Attorney General Jeff Sessions speaks at Slover Library

Elizabeth Proffitt | Contributing Writer

This article was originally posted January 2018

Attorney General Jeff Sessions spoke in Norfolk at the Slover Library on immigration and national security on Friday.

Sessions’ nearly half an hour-long speech began thanking the law enforcement officers and various Department of Justice personnel in attendance. He then addressed the importance of law enforcement in dealing with the “number of serious threats—from the vicious MS-13, to the deadliest drug epidemic in American history, to radical Islamic terrorism.”

That statement transitioned into Sessions’ belief that current American immigration policies do not support national interest, and that new policies should be applied under a merit based system.

Sessions’ read off Department of Justice statistics stating that the Department of Justice and Homeland Security are effective, but not effective for stopping the threats before they enter the country.

“Last week, the Department of Justice and the Department of Homeland Security released a report that reveals that Immigration and Customs Enforcement has removed more than 1,700 aliens with national security concerns since 9/11,” Sessions said. “It also states that nearly three out of every four people convicted of international terrorism-related offenses in federal courts since 9/11 were born outside of this country,” Sessions said.

The attorney general then continued to tell stories of criminal immigrants who came into this country because of chain migration with a lawful permanent resident living in this country, including Mahmoud Amin Mohamed El-Hassan, a Sudanese national who lived in Woodbridge, Va.

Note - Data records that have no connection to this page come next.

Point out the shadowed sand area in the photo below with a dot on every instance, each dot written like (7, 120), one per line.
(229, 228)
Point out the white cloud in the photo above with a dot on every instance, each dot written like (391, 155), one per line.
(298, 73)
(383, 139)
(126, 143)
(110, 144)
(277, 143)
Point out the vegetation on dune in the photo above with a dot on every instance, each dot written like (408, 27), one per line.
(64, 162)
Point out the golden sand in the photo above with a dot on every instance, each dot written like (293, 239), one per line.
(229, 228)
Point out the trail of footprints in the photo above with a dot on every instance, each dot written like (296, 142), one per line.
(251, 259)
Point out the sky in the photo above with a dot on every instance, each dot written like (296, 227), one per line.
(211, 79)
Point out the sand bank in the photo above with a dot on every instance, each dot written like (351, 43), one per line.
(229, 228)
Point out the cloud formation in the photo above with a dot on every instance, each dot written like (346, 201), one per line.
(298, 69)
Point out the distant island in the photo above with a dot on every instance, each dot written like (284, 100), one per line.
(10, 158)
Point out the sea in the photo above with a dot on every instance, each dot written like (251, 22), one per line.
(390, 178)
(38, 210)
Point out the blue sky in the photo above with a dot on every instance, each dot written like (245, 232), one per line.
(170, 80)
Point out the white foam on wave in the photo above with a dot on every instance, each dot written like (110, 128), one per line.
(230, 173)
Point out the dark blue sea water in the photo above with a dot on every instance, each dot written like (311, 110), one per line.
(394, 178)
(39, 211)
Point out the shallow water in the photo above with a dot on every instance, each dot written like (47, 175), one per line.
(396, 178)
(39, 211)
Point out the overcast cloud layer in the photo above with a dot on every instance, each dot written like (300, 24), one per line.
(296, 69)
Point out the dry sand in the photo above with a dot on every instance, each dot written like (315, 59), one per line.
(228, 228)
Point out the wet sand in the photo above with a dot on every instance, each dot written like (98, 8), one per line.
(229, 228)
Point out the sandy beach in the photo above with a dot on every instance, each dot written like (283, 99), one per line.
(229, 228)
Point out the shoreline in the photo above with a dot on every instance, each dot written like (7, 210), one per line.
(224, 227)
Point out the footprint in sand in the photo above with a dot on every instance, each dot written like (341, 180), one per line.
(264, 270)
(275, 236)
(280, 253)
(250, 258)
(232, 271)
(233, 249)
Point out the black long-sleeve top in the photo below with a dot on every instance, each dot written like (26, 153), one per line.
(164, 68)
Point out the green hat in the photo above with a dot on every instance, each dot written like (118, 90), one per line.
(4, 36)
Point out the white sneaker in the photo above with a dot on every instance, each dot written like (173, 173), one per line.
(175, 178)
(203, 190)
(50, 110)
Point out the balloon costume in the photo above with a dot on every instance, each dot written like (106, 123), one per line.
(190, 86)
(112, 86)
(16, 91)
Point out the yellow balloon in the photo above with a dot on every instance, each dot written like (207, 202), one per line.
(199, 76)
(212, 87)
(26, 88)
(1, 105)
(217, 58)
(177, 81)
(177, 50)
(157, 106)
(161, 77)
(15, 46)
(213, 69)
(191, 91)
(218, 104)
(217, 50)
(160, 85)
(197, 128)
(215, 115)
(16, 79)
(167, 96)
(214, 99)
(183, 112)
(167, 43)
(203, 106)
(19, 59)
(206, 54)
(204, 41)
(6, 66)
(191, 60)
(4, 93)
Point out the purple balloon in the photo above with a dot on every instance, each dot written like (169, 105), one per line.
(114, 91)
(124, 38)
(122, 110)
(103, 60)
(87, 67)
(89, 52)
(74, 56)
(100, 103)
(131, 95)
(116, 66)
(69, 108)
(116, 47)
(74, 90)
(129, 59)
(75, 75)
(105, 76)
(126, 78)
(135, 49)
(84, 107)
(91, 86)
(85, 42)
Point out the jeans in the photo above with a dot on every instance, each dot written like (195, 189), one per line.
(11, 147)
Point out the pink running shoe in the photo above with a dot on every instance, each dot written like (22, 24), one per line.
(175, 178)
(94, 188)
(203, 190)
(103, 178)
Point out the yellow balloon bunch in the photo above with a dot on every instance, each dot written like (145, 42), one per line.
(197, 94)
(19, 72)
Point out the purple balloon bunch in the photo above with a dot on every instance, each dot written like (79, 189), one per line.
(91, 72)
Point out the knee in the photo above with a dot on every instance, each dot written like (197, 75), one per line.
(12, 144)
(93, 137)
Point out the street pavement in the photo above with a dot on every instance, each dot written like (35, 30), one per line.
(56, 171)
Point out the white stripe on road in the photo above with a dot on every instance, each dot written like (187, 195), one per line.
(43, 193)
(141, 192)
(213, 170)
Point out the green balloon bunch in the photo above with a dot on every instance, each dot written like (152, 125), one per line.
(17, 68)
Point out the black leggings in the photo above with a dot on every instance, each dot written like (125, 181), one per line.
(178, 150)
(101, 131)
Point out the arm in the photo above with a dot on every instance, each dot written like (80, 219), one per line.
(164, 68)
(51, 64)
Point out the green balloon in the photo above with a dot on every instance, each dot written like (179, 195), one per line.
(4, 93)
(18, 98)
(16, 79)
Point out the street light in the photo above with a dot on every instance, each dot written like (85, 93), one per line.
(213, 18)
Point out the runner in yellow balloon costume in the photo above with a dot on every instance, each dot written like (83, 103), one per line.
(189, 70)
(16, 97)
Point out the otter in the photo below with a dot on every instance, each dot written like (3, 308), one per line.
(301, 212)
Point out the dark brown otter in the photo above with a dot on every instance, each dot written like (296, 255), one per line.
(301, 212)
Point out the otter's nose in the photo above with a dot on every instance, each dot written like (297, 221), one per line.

Sessions then went on to quote one study out of Arizona that he did not mention by name to show alleged proof that immigrants are more dangerous than the public realizes.

“I’m sure you’ve heard that immigrants are less likely to commit a crime than average.  But one study that just came out looked at the prison population in Arizona and found that illegal aliens are more than twice as likely to be convicted of crimes as Arizonans,” Sessions said.

He insists that lax immigration policies are the reason for “tens of thousands of crimes” that would have “never happened” if the United States had stronger policies.

Sessions also said that lax immigration enforcement puts an “unnecessary and unfair burden on federal agents,” saying that it “is a myth that the FBI has unlimited agents that can spend unlimited time monitoring, surveilling people that might turn out to be dangerous,” Sessions said.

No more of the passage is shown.